しかも、今回は、影印本で読もうと決意したのですが、いやはや、はじめから無知をさらけ出してしまひました。廿二日の「日記」で、『天理図書館 善本叢書 芭蕉紀行文集』の目次に、『更科紀行』が見あたらなかつたので、「『更科紀行』については、影印本が手に入れば読むことにします。」なんて書いてしまひましたが、『更科紀行』は、実は、『笈の小文』の中に含まれてゐたんです。『笈の小文』の付録として出版されたんですね。確認したら、確かに、天理図書館本にも入つてゐました。

まつたく別の作品だと思つてゐました。だつて、現在のどの本を見ても、『更科紀行』は、その目次に、一つの作品として書き出されてゐますから、疑つてもみなかつたのです。「原文」を見なければわからなかつたことですね。
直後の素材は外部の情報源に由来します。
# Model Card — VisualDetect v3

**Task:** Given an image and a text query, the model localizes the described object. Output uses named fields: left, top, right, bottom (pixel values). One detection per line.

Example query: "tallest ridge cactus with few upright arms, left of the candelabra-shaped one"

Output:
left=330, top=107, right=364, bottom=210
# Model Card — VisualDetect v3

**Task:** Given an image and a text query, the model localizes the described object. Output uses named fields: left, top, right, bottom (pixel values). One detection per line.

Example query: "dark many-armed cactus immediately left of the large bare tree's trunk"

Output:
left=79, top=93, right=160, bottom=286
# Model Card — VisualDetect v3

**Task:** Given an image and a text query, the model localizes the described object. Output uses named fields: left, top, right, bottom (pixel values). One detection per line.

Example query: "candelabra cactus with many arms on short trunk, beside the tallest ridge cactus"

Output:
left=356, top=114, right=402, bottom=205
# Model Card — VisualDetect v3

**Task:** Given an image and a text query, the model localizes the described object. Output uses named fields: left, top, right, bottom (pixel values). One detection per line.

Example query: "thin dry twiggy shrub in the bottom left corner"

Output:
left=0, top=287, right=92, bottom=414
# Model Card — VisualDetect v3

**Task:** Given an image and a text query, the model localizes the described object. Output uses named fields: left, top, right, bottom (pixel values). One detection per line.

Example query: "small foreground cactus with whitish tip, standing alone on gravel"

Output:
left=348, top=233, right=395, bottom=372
そこで、改めて、『更科紀行』について、『精選版 日本国語大辞典』を見てみますと、「江戸前期の俳諧紀行文。松尾芭蕉著。元禄元年~二年(一六八八~八九)成立。宝永六年(一七〇九)『笈の小文』の付録として刊行。『笈の小文』の旅の続きで、元禄元年、名古屋から木曾路を経て更科の姨捨山の月見をし、善光寺に参詣し、碓氷峠を経て江戸に帰った旅の、旅立ちの動機から途中の情景、経験、感想などを記した短編。」とあります。「中仙道を歩く」にも関連がありさうですが、まあ、これは、しばらく後に読むことになるでせう。

さて、読みはじめた、『野ざらし紀行』は、貞享元年(一六八四年)、芭蕉四十一歳の時の旅をもとにした「芭蕉の最初の紀行作品」ですが(貞享二年成立)、数種の芭蕉真蹟本・写本・版本があることがわかりました。ぼくが読みはじめたのは芭蕉直筆の天理本ですが、岩波文庫は同じく直筆の藤田本、角川文庫、旺文社文庫等は版本の泊船本を底本としてゐます。といつても、天理本以外、手もとにあるものはすべて翻刻本です。

なかなか読み進まないのは、使はれてゐる漢字はもとより、変体仮名が独特だからなんです。芭蕉さんの筆蹟、『くずし字用例辞典』を開いても、首をかしげるやうな筆づかいです。翻刻と見比べながら一字いちじ、できるだけ覚えながら読んでいくしかありません。いつか、文字が気にならないで読めるやうになる時が来ることを、期待して・・。 

それにしても、今まで、ぼくは、あれこれ日本の古典を読んできましたが、今回のことで、いかに文字面(もじづら)だけを追つてゐたかといふことに気づかされました。今さらながらですが、読むといふことにも修練が必要といふ事なんでせう。

 

今日の写真:『野ざらし紀行』と『更科紀行』の冒頭。それと、机を不法占拠中のラム。